He was not impressed.
“You know, a minute ago I could have sworn you told me you were English…”
It was a long time before they let me through. I remained unviolated by the narrowest of margins. I’d love to say my honesty won out in the end – but this was, after all, the Land of the Free… market. Eventually I’d dug out my wallet and spread a stack of credit cards across the desk. They give them to you so easily as a student and I’d always known they would come in handy one day. Two of them were even gold and silver coloured, which whilst it means nothing at all in England (the third one had a horse on it), apparently makes a difference over there. Satisfied that I wasn’t going to steal jobs from hard-working Americans to fund my adventures, they’d eventually let me go with a stern warning to ‘get my passport sorted out’. I resisted the urge to point out (again) that it was perfectly fine – or to mention that I’d never done a hard day’s paid work in my life.

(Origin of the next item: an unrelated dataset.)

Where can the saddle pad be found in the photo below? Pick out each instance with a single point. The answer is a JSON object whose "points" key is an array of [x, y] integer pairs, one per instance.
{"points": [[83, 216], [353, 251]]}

Finally my mouth had gotten the message.
Sweaty and trembling, I grabbed my rucksack from its lonely perch on the long-vacant carousel and walked from the airport, glancing nervously around me.
Two armed police officers stood underneath a giant ‘Welcome to Arizona!’ sign. I kept my head down and tried not to look at them.
I looked far more like a drug smuggler than I had when I’d arrived.
The bus was clean and safe and mercifully free of weirdoes. I know that sounds harsh (and a bit hypocritical, coming from someone as weird as me), but wherever nutters roam, they always seem to seek me out. Seriously – if you’re missing a nutter, come and look next to me. I collect the damn things. A friend once told me it’s because I smile at people. This is not generally accepted behaviour in the western world, where most of us are too concerned with being robbed and/or stabbed to death to risk exchanging smiles with a stranger. In fact, one of the things that sets nutters apart from the rest of civilization is exactly this; they smile at people. I guess it’s hardly surprising that most of them see me as a kindred spirit. And then gravitate towards me like flies on a fresh cow pat.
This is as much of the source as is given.